The large AI labs have adopted training models on vast datasets based on the assumption that "scaling up," that is, increasing the amount of data and compute used in training, leads to more capable AI.
For example, Meta exposed Llama 3 to 15 trillion tokens. Tokens are bits of raw data; 1 million tokens are roughly equal to about 750,000 words. The previous generation of Llama was trained on just 2 trillion tokens.
Evidence suggests that scaling up eventually offers diminishing returns; Anthropic and Google reportedly just recently trained gargantuan models that failed to meet internal benchmark expectations. But there is little indication that the industry is at all poised to meaningfully abandon these entrenched scaling approaches.
Exactly how accurate, exactly?
So, if labs are leery of training models on smaller sets of data, is there a way models could be made less susceptible to degradation? Possibly. Kumar says that he and coauthors found that training models in "low precision" can make them more robust. Bear with us for a moment as we dive in a bit.
"Precision" in this context means the number of digits a numeric data type can represent exactly. A data type is a set of data values, typically defined by a set of possible values and allowed operations; for example, data type FP8 uses only 8 bits to represent a floating-point number.
Most current models are thus trained at 16-bit or "half precision" and "post-train quantized" to 8-bit precision. Certain model components (e.g., its parameters) are converted to a lower-precision format at the cost of some accuracy. Think of it as doing the math down to a few decimal places but rounding off the last digit to the nearest 10th, giving you, usually, the best of both worlds.
Hardware vendors, like Nvidia, are aggressively pushing the envelope for lower precision in quantized model inference. The company's new Blackwell chip is said to support a new data type called FP4, which contains 4-bit precision, and is pitching it as a blessing for memory- and power-constrained data centers.
However, extremely low quantization precision is not altogether desirable. According to Kumar, unless the original model is incredibly large in terms of its parameter count, precisions lower than 7- or 8-bit may see a noticeable step down in quality.
If all this sounds pretty technical, don't worry-it is.
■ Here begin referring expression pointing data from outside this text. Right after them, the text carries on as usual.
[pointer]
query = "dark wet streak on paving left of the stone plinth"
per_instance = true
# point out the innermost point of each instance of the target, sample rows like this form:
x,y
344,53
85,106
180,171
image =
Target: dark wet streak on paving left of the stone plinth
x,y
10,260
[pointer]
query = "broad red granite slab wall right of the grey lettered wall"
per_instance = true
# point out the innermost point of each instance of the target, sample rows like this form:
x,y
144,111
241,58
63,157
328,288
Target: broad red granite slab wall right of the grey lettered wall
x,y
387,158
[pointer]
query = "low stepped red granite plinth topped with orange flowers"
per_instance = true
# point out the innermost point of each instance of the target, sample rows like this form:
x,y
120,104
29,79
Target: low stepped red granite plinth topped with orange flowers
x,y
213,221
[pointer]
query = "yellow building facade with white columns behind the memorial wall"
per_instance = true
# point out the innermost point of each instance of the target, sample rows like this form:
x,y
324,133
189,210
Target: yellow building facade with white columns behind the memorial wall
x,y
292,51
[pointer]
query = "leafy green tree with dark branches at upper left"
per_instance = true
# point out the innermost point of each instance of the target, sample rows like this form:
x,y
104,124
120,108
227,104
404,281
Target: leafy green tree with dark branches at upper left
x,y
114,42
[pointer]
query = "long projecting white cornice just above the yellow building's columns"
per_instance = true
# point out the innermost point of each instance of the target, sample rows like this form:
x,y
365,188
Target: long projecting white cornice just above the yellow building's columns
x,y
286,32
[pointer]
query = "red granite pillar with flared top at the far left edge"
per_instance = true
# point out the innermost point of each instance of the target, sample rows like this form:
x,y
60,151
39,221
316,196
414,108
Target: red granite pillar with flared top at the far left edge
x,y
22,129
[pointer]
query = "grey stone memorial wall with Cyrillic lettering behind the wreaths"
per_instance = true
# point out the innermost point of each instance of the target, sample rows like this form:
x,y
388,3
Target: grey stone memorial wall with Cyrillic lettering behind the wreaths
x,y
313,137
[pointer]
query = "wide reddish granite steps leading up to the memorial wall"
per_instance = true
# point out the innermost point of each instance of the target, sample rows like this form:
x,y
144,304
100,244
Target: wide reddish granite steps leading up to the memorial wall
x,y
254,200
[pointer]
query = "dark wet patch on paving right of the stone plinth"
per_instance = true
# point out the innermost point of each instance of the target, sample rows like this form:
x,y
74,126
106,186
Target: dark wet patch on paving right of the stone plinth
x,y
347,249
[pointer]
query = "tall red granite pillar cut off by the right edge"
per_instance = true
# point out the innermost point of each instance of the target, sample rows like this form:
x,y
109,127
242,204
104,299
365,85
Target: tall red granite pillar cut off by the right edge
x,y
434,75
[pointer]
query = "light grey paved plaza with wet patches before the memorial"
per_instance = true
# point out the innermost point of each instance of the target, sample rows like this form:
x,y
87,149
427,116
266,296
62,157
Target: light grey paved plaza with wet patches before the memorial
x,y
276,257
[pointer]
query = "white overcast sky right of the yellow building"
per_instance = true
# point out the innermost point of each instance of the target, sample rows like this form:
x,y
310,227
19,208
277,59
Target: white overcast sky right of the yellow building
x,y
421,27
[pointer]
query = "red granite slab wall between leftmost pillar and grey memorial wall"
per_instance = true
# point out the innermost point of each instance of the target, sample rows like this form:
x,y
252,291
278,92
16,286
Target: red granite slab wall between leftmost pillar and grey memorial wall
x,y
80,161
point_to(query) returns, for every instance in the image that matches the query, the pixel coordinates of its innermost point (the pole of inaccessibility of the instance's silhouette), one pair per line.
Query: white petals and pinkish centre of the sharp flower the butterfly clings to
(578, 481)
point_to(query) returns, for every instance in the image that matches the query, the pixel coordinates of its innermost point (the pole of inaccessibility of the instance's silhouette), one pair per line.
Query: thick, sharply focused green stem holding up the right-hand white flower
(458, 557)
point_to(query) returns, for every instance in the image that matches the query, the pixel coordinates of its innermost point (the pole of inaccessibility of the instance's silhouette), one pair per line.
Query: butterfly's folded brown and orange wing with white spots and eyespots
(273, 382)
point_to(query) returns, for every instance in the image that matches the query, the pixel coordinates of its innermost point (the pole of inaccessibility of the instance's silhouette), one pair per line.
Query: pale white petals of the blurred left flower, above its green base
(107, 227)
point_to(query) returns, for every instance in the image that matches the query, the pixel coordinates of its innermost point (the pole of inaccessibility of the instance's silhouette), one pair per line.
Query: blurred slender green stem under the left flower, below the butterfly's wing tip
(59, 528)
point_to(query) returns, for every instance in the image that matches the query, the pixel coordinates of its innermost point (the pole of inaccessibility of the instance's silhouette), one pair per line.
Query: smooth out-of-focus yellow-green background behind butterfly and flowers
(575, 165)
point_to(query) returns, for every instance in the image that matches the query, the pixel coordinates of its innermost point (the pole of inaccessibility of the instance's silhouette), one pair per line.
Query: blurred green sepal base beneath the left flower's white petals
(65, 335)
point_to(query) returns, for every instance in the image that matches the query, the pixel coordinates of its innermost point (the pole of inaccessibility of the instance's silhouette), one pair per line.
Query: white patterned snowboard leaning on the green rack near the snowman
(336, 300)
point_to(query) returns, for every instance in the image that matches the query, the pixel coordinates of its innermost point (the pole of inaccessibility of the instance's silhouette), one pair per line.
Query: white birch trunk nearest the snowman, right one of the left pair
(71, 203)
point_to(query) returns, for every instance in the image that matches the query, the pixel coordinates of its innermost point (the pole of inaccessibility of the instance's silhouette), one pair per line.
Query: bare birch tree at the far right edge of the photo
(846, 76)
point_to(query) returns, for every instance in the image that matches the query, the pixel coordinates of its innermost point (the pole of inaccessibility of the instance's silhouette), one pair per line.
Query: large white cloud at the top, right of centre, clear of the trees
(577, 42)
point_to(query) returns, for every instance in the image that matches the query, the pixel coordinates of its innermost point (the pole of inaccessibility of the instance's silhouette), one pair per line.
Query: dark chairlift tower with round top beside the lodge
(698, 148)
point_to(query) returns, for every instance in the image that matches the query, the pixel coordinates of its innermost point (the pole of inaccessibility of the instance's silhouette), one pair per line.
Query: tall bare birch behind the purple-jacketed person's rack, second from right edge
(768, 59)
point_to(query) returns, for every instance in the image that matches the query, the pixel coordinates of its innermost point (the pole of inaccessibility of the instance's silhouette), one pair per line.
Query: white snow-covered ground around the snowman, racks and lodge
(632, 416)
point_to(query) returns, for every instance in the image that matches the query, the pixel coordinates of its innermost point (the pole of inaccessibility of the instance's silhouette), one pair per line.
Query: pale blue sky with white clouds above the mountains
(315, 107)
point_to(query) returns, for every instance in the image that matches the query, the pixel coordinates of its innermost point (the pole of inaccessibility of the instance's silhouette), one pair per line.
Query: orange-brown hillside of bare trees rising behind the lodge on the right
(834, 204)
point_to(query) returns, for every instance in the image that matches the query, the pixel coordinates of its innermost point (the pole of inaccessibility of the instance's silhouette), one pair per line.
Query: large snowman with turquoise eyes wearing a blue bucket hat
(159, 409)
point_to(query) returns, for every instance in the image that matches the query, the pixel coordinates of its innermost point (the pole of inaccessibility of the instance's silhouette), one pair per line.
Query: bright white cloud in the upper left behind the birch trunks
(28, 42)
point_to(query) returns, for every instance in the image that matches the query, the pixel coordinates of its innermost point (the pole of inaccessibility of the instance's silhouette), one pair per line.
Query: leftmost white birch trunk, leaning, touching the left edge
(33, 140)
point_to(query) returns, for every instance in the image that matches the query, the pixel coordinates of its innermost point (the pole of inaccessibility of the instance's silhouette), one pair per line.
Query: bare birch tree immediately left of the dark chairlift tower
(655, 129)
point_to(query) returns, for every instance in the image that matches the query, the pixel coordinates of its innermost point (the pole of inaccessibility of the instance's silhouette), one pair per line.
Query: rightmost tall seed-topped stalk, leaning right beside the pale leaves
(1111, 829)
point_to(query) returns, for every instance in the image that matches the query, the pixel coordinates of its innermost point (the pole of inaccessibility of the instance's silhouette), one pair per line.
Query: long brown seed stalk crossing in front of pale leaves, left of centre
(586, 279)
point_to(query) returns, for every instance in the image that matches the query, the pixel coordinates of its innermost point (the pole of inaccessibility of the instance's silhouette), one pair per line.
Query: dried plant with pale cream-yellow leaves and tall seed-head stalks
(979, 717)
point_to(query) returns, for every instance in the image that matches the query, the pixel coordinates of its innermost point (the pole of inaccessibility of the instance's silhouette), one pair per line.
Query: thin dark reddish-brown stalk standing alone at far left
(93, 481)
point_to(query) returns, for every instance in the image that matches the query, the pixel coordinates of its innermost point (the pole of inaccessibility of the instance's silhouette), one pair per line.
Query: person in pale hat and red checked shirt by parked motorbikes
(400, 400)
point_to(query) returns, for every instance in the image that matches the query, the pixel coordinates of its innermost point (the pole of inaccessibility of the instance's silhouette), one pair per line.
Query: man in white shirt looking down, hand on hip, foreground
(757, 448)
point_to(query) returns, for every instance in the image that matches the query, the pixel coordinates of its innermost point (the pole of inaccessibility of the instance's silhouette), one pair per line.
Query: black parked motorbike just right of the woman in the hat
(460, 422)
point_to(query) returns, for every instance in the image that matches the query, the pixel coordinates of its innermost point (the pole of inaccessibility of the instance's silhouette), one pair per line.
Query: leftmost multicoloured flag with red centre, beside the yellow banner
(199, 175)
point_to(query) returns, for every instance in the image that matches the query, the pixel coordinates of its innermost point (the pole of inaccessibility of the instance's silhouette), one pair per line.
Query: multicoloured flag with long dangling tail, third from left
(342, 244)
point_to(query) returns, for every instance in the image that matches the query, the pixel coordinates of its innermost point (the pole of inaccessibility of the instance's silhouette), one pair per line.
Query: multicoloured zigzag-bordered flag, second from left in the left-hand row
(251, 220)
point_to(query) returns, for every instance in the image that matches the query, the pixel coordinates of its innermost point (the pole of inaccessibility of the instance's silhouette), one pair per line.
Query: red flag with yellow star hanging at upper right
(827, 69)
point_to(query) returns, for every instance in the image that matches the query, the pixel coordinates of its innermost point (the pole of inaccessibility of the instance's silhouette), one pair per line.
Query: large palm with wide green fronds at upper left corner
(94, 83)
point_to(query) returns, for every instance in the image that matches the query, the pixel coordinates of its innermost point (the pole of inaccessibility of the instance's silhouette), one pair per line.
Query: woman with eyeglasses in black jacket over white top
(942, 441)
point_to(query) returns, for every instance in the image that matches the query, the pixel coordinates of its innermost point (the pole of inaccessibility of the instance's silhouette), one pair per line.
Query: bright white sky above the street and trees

But the moral of the story is just this: that AI models are not fully understood, and known shortcuts for many kinds of computation do not work here. You wouldn't say "noon" if someone asked when they started a 100-meter dash, would you? It's not that obvious, of course, but the idea is similar:
"The key point of our work is that there are some limitations you can't get around in a naïve way," Kumar concluded. "We hope our work adds nuance to the discussion that often seeks increasingly low precision defaults for training and inference."
Kumar admitted that his and his friends' study was rather at small-scale - they intend to test it with more models in the future. Still, he believes that at least one insight will hold: There's no free lunch when it comes to reducing inference costs.
"Bit precision matters, and it's not free," he said. "You cannot reduce it forever without models suffering.". Models are capped in capacity, so instead of attempting to stuff a quadrillion tokens into a tiny model, in my view far more work will go into closely curating and filtering the data so that just the very best is fed into much smaller models. New architectures explicitly aiming to stabilize low-precision training will, I hope, prove important in the near future.